You're right that the COPY batching is an optimization that's
independent. I wanted to see how fast I can get this patch, so I looked
for bottlenecks in the new code with a profiler and this was one of
them. I agree it makes sense to apply this for the serialised case
separately.
> Per my understanding, each thread creates its tables, and all of them are
> attached to the parent table. Is it right? I think it needs more code
> changes, and I am not sure it is critical to make initialization faster.
Yes, that's correct. Each worker creates its assigned partitions as
standalone tables, loads data into them, and then the main thread
attaches them all to the parent after loading completes. It's to avoid
AccessExclusiveLock contention on the parent table during parallel
loading and allow each worker to use COPY FREEZE on its standalone table.

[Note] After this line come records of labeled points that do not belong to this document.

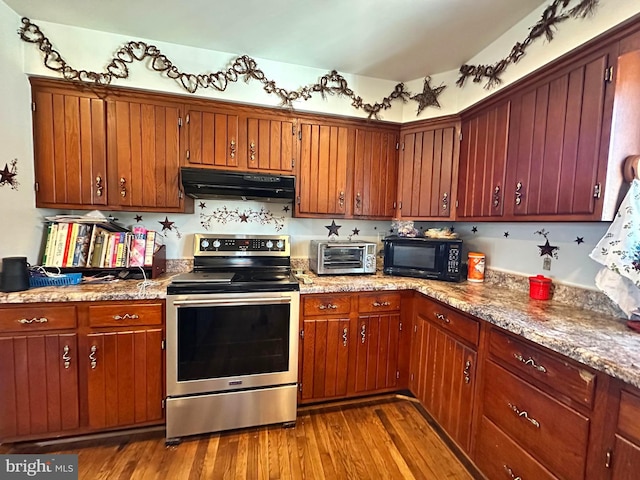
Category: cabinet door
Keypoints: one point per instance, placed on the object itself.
(325, 357)
(125, 378)
(376, 352)
(375, 173)
(70, 148)
(39, 378)
(555, 162)
(144, 160)
(428, 173)
(324, 160)
(211, 138)
(270, 144)
(483, 158)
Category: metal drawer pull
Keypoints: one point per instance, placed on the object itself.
(329, 306)
(510, 472)
(66, 357)
(524, 415)
(25, 321)
(92, 356)
(125, 316)
(381, 304)
(467, 371)
(531, 362)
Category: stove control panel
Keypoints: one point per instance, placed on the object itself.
(230, 245)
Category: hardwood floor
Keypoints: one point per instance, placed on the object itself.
(382, 439)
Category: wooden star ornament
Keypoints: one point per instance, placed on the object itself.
(429, 95)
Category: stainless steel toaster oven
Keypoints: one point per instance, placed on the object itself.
(342, 258)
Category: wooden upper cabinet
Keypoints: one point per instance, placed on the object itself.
(211, 138)
(483, 158)
(326, 155)
(69, 134)
(375, 173)
(144, 154)
(270, 144)
(558, 143)
(428, 172)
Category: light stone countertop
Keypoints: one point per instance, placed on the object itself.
(595, 339)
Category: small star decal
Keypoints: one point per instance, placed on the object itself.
(166, 225)
(333, 228)
(429, 95)
(548, 250)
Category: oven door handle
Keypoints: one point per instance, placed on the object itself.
(231, 302)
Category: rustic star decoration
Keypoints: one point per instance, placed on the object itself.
(429, 95)
(8, 175)
(333, 228)
(166, 225)
(548, 250)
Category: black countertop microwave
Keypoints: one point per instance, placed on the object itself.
(434, 258)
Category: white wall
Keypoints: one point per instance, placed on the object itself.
(21, 231)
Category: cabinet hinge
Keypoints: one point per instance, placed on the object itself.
(596, 191)
(608, 74)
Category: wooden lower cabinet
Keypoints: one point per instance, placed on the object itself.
(64, 372)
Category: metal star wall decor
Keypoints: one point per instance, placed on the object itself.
(8, 175)
(333, 228)
(429, 95)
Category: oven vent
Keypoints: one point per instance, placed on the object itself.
(207, 183)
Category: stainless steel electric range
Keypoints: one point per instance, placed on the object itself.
(232, 342)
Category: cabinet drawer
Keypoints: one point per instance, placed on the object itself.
(31, 319)
(628, 423)
(565, 377)
(379, 302)
(498, 456)
(326, 305)
(125, 314)
(460, 325)
(548, 430)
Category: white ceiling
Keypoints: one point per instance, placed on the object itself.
(398, 40)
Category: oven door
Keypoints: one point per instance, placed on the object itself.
(221, 342)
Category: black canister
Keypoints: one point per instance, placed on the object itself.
(15, 274)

> So I suggest using the incremental approach. The first patch only
> parallelizes
> the data load, and the second patch implements the CREATE TABLE and
> ALTER TABLE
> ATTACH PARTITION. You can benchmark three patterns, master, 0001, and
> 0001 + 0002, then compare the results. IIUC, this is the common
> approach to
> reduce the patch size and make them more reviewable.
Thanks for the recommendation, I extracted 0001 and 0002 as per your
suggestion. I will see if I can split it more, as indeed it helps with
the review.
Results are similar with the previous runs.
master
pgbench -i -s 100 -j 10
done in 20.95 s (drop tables 0.00 s, create tables 0.01 s, client-side
generate 14.51 s, vacuum 0.27 s, primary keys 6.16 s).

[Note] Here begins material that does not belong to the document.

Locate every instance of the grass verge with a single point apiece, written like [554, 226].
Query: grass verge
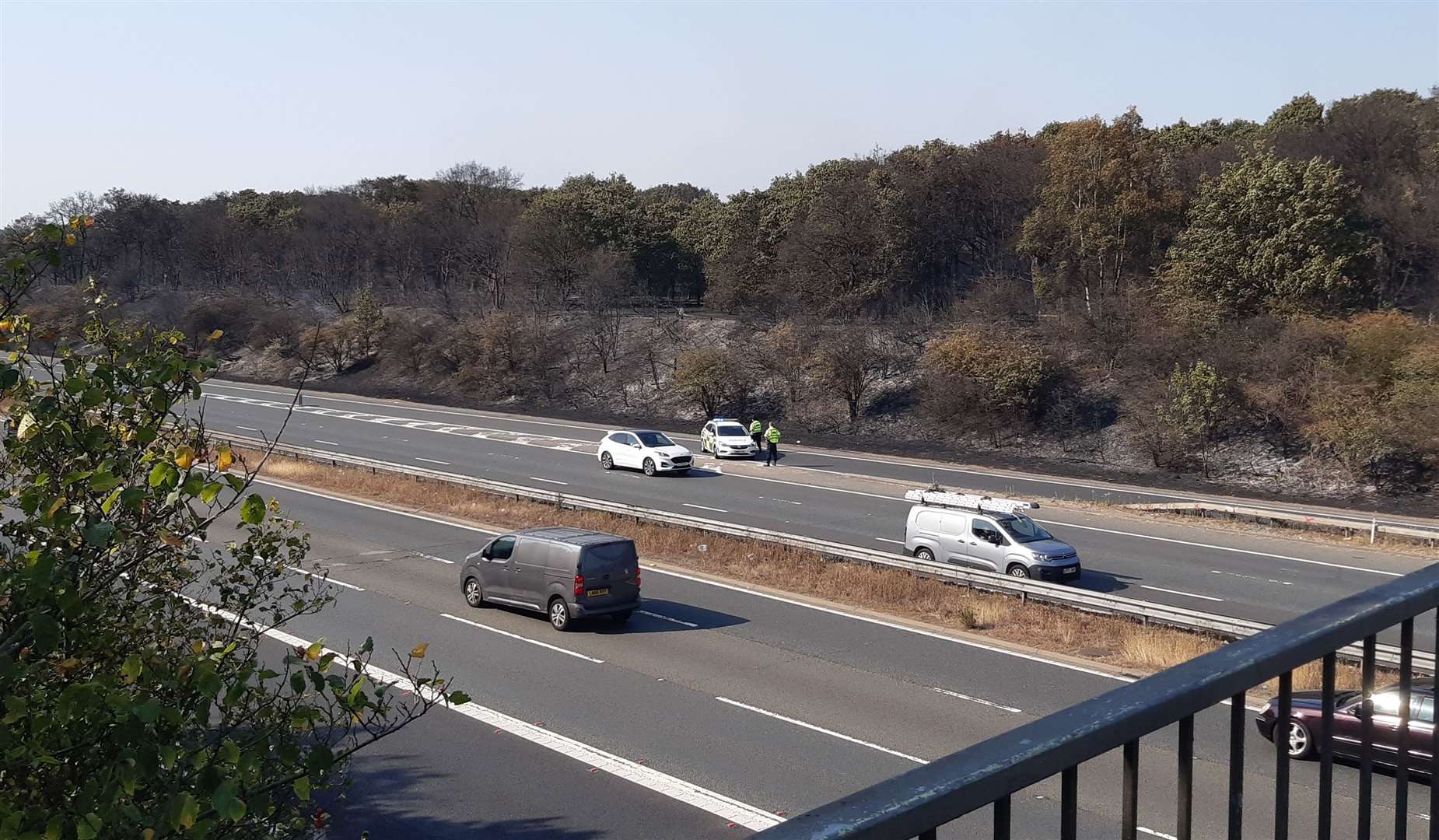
[1120, 643]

pgbench -i -s 100 -j 10 --partitions=10
done in 29.73 s (drop tables 0.00 s, create tables 0.02 s, client-side
generate 16.33 s, vacuum 8.72 s, primary keys 4.67 s).
0001
pgbench -i -s 100 -j 10
done in 18.75 s (drop tables 0.00 s, create tables 0.01 s, client-side
generate 6.51 s, vacuum 5.73 s, primary keys 6.50 s).
pgbench -i -s 100 -j 10 --partitions=10
done in 29.33 s (drop tables 0.00 s, create tables 0.02 s, client-side
generate 16.48 s, vacuum 7.59 s, primary keys 5.24 s).
0002
pgbench -i -s 100 -j 10
done in 18.12 s (drop tables 0.00 s, create tables 0.01 s, client-side
generate 6.64 s, vacuum 5.81 s, primary keys 5.65 s).
pgbench -i -s 100 -j 10 --partitions=10
done in 14.38 s (drop tables 0.00 s, create tables 0.01 s, client-side
generate 7.97 s, vacuum 1.55 s, primary keys 4.85 s).
Looking forward to your feedback.
[1]:
https://www.postgresql.org/message-id/CAD21AoAEfCNv-GgaDheDJ%2Bs-p_Lv1H24AiJeNoPGCmZNSwL1YA%40mail.gmail.com
--
Thanks,
Mircea Cadariu